In your case, there is a not-so-difficult way to do this from your level of technology. If $X$ is quasi-projective, pick some embedding of $X\hookrightarrow \Bbb P^n$. Now a map from $k^*$ to $X$ is the same thing as a map from $k^*$ to $\Bbb P^n$ which lands in $X$. Such a map is given by $[p_0(t)/t^{d_0}:\cdots:p_n(t)/t^{d_n}]$ where the $p_i$ are polynomials, $d_i\geq 0$, and $t$ is a coordinate on $k^*$.
After multiplying through by a sufficiently high power of $t$, we may assume that our map is actually given by polynomials $[p_0(t):\cdots:p_n(t)]$. Now write $t=\frac{u}{v}$ and multiply through by the highest power of $v$ found in a denominator. This gives us that our map is given by $[1:\frac{u}{v}]=[v:u]\mapsto [q_0(u,v):\cdots:q_n(u,v)]$ for polynomials $q_i$. Now we can divide out by the greatest common factor of all of these polynomials to get a map which is globally defined from $\Bbb P^1\to \Bbb P^n$. This lands in $\overline{X}$ by irreducibility of $\Bbb P^1$.

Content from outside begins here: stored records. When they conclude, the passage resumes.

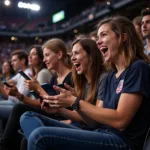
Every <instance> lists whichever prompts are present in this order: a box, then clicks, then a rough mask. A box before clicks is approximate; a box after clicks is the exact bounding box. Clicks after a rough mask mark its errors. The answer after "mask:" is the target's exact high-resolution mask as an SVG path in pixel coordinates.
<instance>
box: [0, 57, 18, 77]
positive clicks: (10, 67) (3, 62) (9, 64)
mask: <svg viewBox="0 0 150 150" xmlns="http://www.w3.org/2000/svg"><path fill="white" fill-rule="evenodd" d="M4 63H8V65H9V67H10V74H11V75H14V74H15V71H14V69H13V67H12V65H11V61H10V60H5V61H4V62H3V64H4Z"/></svg>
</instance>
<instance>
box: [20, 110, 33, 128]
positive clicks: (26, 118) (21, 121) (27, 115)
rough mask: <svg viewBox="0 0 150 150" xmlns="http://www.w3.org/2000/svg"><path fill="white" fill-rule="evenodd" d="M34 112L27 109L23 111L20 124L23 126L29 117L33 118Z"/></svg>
mask: <svg viewBox="0 0 150 150" xmlns="http://www.w3.org/2000/svg"><path fill="white" fill-rule="evenodd" d="M34 114H35V113H34V112H31V111H27V112H25V113H23V114H22V115H21V117H20V125H21V126H22V124H24V122H26V121H27V120H28V119H30V118H32V117H33V116H34Z"/></svg>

This trick generalizes (though one has to be slightly more careful and work more locally): one can use this idea to show that any rational morphism from a nonsingular projective (=proper) curve to a projective variety is actually defined everywhere: write the map as a collection of rational functions, and then at any point where things aren't defined, clear denominators. Being able to do this relies on the fact that the local ring of a regular point in a curve is a DVR, so we know what to multiply by in order to clear denominators: some power of the uniformizer of this DVR. The valuative criteria is a natural generalization of this procedure - if you keep interested in algebraic geometry, you'll meet this one day and go "oh, yeah, I recognize you".